Nel pubblico impiego bonus e mancette al posto del rinnovo dei contratti scaduti

Tratto da USB

Le cose non avvengono quasi mai per caso. Da qualche giorno è in atto una campagna tesa a dimostrare che i dipendenti pubblici percepiscono retribuzioni mediamente superiori a quelle del settore privato e che, quindi, non avrebbero troppo di che lamentarsi.

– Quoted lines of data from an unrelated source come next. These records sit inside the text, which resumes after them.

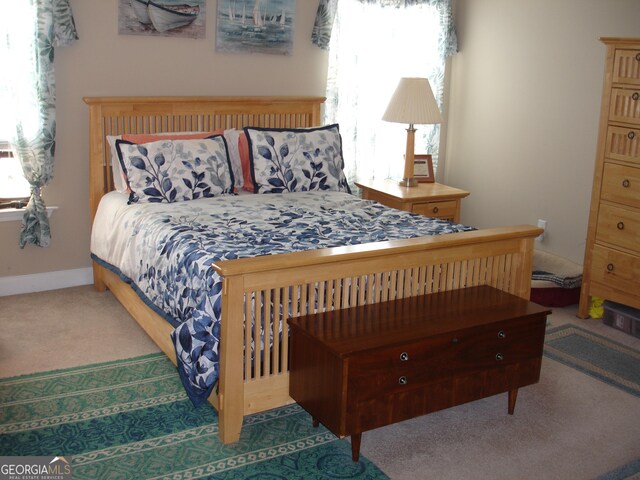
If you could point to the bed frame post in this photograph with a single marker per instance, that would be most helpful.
(97, 187)
(231, 381)
(522, 287)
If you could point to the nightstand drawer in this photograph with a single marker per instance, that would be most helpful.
(446, 209)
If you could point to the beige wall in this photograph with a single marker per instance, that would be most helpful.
(524, 107)
(105, 63)
(524, 104)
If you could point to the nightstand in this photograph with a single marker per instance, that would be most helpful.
(429, 199)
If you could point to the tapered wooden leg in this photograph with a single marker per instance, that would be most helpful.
(355, 446)
(513, 395)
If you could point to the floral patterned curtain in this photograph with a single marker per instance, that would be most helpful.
(31, 29)
(371, 44)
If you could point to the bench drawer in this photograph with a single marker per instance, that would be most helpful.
(401, 368)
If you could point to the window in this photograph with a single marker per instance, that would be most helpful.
(372, 45)
(14, 188)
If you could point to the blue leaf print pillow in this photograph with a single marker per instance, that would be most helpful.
(296, 160)
(168, 171)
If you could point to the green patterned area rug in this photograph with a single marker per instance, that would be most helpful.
(596, 356)
(131, 419)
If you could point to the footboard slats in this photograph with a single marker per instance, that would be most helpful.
(295, 286)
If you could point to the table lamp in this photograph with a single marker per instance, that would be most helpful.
(413, 103)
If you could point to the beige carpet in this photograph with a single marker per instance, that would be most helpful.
(568, 426)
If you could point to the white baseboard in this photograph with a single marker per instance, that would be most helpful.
(40, 282)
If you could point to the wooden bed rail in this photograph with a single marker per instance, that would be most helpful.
(259, 294)
(265, 291)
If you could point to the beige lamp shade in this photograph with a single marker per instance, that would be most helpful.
(413, 103)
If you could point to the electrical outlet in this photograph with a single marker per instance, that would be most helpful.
(542, 224)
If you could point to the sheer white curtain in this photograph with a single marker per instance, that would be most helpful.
(371, 48)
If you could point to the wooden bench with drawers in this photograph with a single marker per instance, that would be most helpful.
(361, 368)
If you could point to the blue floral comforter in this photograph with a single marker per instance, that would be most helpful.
(166, 252)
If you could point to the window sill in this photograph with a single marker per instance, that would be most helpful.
(15, 214)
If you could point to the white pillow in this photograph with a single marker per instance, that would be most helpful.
(231, 136)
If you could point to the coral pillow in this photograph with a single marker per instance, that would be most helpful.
(243, 146)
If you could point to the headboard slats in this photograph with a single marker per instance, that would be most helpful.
(119, 115)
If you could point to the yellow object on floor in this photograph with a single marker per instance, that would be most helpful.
(596, 310)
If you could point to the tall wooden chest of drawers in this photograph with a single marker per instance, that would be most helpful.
(612, 254)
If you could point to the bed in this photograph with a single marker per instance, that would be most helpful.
(295, 283)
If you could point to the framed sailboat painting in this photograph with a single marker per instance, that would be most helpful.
(255, 26)
(168, 18)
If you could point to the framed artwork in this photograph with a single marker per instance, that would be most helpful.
(423, 168)
(255, 26)
(166, 18)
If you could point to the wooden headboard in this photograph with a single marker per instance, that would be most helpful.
(118, 115)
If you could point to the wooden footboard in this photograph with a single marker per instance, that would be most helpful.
(271, 288)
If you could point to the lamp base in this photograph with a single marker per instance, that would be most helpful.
(408, 182)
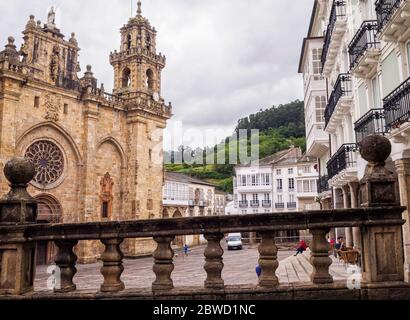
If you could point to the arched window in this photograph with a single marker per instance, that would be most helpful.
(126, 78)
(150, 79)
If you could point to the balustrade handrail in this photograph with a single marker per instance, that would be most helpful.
(364, 39)
(302, 220)
(341, 88)
(396, 105)
(384, 11)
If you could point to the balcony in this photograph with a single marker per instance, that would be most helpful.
(333, 38)
(373, 122)
(343, 165)
(280, 205)
(266, 203)
(340, 102)
(323, 184)
(291, 205)
(255, 204)
(393, 17)
(364, 50)
(397, 107)
(243, 204)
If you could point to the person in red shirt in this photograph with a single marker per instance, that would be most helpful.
(302, 247)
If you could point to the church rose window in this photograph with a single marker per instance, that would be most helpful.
(48, 161)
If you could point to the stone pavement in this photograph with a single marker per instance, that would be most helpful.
(239, 269)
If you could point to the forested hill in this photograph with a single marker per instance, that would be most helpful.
(289, 119)
(279, 128)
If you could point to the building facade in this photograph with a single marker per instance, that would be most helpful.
(185, 196)
(98, 156)
(285, 181)
(365, 62)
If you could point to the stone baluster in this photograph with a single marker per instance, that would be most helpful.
(17, 208)
(268, 254)
(112, 266)
(65, 261)
(382, 249)
(320, 259)
(163, 264)
(214, 261)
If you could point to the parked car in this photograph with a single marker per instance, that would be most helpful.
(234, 241)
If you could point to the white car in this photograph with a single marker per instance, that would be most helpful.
(234, 241)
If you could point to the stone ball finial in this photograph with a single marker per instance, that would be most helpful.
(19, 171)
(375, 148)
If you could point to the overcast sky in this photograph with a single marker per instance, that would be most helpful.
(226, 59)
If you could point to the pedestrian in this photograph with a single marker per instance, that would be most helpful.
(301, 248)
(258, 270)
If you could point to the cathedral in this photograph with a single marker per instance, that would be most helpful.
(98, 155)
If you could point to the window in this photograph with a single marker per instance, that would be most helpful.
(320, 106)
(36, 102)
(104, 209)
(291, 184)
(279, 184)
(316, 61)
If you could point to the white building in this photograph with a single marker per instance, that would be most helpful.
(365, 65)
(285, 181)
(185, 196)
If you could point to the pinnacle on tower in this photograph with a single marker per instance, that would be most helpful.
(139, 11)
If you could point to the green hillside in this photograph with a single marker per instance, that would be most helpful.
(279, 128)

Tralasciando l’eterogeneità dei dati comparati, la guerra tra poveri insita in questo ragionamento e il divario esistente tra gli stipendi dei dirigenti e quelli del personale, alcuni dati sono incontrovertibili: i salari dei dipendenti pubblici italiani sono sensibilmente inferiori rispetto a quelli dei dipendenti pubblici francesi, tedeschi o spagnoli e l’ultimo rinnovo contrattuale ha coperto la metà dell’inflazione, già di per sé depurata dal costo dei beni energetici. Il resto sono opinioni, affermazioni spot e pura propaganda politica.

Ma la propaganda ha sempre una finalità ed ecco che nelle intenzioni del governo spunta la proroga al 2024 del bonus (poche decine di euro mensili in busta paga) percepito nel 2023, ovviamente in sostituzione dei fondi del contratto già scaduto nel 2021. La linea dell’esecutivo appare ogni giorno più chiara: saltare la tornata contrattuale e quindi nessuno stanziamento per i rinnovi contrattuali al fine di rispettare i vincoli di bilancio imposti da Bruxelles, e qualche mancetta random di poche decine di euro, sotto forma di bonus o di taglio del cuneo fiscale.

D’altronde se per il governo i dipendenti pubblici guadagnano più della media dei dipendenti privati, il rinnovo del contratto cessa di essere un sacrosanto diritto e diventa un’inaccettabile pretesa.